But now I had the opportunity to save everyone. To restore the city, or at least keep it from further destruction. And if there was anything that would allow me to bring down Marcela and her gang and give life back to New York, I would do it. Regardless of what Aubrey asked for in return.
No doubt his price would be steep, but some things were worth the cost.
Moving beyond the scenes of my past, we reached the edge of the pond again. I stared up at the top observation deck and saw Holden and Desmond frozen in a tableau, gazing down in horror to the place where I’d hit the water.
Time wasn’t moving faster, like it did in Aubrey’s kingdom.
“You’ve stopped it,” I observed.
“Not stopped, no. But slowed it quite considerably.”
“You can do that?”
“I can do a great many things.”
“So help me.”
“Don’t you want to hear my terms? You should know better than to demand help from a fairy without knowing what they want first.” He clucked his tongue at me.
“Whatever it is, it’ll be worth it. As long as you demand it from me and no one else. I can’t give you what isn’t mine to give.” I remembered the last time he’d demanded a price from me he’d tried to make me choose between Holden and Desmond. I wasn’t about to let him paint me into an impossible corner again. I might not be able to talk my way out of it a second time.

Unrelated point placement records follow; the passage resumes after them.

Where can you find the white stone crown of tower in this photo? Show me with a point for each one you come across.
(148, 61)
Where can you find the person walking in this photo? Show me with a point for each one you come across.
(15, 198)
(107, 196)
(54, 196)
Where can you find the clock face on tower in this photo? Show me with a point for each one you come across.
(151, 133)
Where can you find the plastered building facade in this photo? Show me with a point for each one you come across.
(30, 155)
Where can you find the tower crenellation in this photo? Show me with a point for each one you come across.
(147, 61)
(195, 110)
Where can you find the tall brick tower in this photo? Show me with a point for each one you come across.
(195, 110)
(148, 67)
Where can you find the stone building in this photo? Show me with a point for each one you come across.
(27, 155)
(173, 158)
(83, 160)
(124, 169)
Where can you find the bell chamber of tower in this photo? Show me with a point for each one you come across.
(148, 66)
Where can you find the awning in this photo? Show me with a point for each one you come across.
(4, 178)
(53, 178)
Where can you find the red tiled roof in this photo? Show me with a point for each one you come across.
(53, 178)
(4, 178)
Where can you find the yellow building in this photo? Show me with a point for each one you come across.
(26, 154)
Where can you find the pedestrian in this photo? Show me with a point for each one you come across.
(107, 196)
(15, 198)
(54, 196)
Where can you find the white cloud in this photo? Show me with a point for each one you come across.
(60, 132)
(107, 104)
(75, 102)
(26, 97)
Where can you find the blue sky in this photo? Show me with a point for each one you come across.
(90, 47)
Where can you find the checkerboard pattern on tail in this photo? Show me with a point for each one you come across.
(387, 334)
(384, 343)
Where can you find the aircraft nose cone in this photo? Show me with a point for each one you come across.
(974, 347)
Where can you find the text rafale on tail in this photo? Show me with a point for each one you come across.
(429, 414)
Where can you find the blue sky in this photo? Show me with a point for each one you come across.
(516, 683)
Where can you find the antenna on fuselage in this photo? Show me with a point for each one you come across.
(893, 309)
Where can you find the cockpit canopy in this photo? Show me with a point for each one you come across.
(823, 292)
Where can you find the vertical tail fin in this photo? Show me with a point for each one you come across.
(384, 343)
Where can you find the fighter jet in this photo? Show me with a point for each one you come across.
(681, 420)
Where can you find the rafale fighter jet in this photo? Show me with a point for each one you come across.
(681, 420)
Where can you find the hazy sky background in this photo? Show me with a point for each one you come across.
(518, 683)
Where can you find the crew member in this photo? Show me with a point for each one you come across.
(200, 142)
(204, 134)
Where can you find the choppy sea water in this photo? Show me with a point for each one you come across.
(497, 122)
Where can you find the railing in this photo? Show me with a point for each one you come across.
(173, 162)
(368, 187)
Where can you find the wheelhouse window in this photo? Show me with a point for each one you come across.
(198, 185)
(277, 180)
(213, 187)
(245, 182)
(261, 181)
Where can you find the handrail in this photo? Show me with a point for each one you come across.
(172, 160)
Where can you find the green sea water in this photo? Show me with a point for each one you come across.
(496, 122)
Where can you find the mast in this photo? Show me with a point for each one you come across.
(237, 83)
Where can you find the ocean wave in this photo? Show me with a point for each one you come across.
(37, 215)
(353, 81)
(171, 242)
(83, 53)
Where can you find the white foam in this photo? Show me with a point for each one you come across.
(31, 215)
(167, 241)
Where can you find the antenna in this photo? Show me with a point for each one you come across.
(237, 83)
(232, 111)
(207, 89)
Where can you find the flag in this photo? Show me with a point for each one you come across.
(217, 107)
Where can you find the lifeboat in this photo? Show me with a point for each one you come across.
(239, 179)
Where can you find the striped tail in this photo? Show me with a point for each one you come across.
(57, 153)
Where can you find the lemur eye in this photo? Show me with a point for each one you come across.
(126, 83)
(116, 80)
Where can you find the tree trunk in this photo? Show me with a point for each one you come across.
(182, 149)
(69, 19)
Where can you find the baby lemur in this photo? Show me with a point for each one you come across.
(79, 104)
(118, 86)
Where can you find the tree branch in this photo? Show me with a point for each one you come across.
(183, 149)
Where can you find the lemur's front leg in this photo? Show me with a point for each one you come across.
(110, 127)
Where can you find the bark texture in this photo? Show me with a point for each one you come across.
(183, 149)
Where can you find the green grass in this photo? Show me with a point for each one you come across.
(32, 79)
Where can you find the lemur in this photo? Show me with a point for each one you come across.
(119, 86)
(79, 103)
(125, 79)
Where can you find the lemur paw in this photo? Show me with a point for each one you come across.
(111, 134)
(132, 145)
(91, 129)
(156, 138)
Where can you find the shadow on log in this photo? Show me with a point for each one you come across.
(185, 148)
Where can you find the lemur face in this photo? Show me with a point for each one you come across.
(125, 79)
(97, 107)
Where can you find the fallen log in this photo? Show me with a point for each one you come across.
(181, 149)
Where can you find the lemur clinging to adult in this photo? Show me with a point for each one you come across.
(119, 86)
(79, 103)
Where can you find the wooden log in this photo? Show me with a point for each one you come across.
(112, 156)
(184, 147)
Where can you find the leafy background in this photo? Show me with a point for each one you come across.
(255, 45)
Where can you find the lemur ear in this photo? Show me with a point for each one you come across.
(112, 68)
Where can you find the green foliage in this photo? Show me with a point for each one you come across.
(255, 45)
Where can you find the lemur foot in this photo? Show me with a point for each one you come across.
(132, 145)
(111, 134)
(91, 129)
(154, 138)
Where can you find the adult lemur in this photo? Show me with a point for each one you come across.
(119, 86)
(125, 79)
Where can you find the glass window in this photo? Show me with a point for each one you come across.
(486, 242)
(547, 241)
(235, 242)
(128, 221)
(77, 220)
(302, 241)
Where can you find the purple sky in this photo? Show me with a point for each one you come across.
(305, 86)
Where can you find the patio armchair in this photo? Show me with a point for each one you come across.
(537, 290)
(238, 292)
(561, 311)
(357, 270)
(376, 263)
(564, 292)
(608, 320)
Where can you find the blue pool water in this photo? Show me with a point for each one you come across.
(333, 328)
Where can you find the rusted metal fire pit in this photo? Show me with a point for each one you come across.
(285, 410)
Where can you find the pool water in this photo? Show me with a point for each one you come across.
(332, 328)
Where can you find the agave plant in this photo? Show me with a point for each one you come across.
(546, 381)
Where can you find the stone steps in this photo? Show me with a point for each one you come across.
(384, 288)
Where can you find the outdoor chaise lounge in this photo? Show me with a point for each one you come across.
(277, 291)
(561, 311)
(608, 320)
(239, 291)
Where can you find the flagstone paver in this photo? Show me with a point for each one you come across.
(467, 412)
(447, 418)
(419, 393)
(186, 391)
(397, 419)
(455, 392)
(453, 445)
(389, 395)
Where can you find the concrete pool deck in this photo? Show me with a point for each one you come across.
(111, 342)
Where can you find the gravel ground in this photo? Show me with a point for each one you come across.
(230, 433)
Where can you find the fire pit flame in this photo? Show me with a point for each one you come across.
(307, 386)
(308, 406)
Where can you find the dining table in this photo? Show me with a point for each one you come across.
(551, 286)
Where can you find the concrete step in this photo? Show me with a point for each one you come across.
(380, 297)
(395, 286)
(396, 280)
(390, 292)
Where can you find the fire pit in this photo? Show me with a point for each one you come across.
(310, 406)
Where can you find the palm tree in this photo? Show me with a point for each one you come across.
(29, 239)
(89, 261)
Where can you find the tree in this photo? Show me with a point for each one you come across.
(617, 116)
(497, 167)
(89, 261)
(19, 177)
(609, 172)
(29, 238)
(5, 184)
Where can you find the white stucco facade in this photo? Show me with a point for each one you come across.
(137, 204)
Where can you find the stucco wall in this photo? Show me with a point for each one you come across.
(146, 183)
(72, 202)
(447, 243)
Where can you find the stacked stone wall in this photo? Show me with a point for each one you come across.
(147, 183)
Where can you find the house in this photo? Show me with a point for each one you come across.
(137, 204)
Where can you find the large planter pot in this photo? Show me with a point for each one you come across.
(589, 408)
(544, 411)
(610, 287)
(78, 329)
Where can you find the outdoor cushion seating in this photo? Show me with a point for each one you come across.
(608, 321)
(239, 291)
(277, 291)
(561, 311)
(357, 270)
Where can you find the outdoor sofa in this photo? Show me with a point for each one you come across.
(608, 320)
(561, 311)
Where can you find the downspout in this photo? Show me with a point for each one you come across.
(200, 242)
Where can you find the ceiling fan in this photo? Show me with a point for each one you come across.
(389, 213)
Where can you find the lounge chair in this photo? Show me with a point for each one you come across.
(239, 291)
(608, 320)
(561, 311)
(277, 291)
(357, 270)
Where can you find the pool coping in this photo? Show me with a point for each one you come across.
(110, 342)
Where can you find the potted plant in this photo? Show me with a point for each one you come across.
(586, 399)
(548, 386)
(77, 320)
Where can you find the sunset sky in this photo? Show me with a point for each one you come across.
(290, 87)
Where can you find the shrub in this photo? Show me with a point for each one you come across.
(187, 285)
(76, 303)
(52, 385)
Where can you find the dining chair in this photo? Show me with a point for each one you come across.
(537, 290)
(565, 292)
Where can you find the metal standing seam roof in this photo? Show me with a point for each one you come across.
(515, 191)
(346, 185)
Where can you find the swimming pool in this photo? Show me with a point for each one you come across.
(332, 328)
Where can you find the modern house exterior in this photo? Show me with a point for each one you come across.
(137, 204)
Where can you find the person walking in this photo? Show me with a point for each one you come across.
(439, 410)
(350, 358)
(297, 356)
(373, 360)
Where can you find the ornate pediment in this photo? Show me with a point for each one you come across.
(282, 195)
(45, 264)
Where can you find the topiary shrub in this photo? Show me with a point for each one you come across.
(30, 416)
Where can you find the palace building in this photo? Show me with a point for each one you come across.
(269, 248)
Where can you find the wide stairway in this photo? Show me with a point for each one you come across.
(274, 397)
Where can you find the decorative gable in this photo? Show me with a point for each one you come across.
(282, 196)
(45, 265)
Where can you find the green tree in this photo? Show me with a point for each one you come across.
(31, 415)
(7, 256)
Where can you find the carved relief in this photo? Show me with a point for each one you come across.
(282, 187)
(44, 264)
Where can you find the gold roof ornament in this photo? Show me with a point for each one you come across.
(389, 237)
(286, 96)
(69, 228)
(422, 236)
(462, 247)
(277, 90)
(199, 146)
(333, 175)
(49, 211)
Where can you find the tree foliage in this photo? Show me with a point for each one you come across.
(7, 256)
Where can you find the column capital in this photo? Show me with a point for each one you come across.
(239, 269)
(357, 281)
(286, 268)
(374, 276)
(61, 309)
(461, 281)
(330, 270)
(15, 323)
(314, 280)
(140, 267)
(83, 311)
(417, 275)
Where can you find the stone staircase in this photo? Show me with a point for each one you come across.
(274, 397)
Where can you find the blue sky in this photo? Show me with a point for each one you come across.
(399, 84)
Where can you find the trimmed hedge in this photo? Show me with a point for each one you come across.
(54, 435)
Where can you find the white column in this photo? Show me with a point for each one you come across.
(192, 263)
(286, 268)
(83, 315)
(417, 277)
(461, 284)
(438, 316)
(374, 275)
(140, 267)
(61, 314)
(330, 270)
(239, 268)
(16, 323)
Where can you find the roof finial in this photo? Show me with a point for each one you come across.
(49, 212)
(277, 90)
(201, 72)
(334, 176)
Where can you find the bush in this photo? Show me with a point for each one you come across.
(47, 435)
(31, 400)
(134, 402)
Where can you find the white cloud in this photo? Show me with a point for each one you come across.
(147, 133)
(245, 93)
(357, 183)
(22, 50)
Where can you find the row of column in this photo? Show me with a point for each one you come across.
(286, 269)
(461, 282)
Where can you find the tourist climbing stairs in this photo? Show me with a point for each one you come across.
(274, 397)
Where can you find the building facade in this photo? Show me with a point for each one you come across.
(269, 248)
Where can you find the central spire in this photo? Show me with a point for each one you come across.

“Clever girl. Come, let’s get you back to your champions. We’ll talk as we go.” He led me around the shoreline towards the castle entrance. “What I want from you is twofold, and you must agree to both parts or else I cannot help you.”
“Can’t, or won’t?”
“What do the whys and wherefores matter, hmm? If you do not agree, you won’t get help. It’s as simple as that.”
Simple was not a word I’d choose to apply to Aubrey or what he did, but it seemed pretty cut-and-dry this time around. If I agreed to give him what he wanted, I’d get fairy aid. If I shot him down, I got squat.
“What do you want?”
“First let me tell you what I’m offering, because I think it’s important you know what you’re agreeing to.”
“Fine.”
“I will give you my power for one night.”
I stopped walking and almost tripped over my own feet. “Excuse me?”
“You heard me. I will allow you to function as an extension of myself for one night, tonight, and only then. You will be able to do everything I can do with no limits or exceptions. For all intents and purposes, you will become me, though you will maintain your pretty self, and your thoughts will all be your own. I can’t imagine you’d want to think like me.” He winked.
“Why would you do that?”
“You are interesting to me, Secret. You’ve long been interesting to my sister, and I’ve been paying careful attention to you since our last encounter. You have a nobility in you I rarely encounter in mortals. And you’re clever. Not clever enough to outsmart me, mind, but smart enough to equal me from time to time. Seeing you in this situation has been intriguing, and I’d like to see you play it out. But as you are, you cannot. You will die. And that’s not how I want to see you go out.”
I was still too stunned to understand the full extent of what he was offering. I didn’t even know what a fairy king was capable of. The outer limits of his power were a complete mystery to me. His magic would certainly let me obliterate the remaining necromancers, but what else? Could I restore the city?
Could I bring the dead back to life?
My pulse tripped and picked up pace. The possibilities lying in front of me were too exciting to fathom. With the control of time, could I reverse what had happened already?
With my hands trembling and my mind spinning, I started walking with him again.
Of course I would agree to this. I’d be a fool not to. What price could he ask that would be too high? There was nothing. The gift he was offering was invaluable, so whatever he asked for I would give him. I made up my mind without thinking of all the manipulative and wicked things he’d done to me in the past. He was a master of finding a person’s greatest desire and using it to his own advantage. Was he doing that to me now? Absolutely.
Except it didn’t matter.
He wasn’t playing a game with me and toying with my emotional or sexual desires as he’d done in the past. Now he had found something I wanted more than sex, love or humanity. He was offering me the lives and freedom of millions. That was so much bigger than me.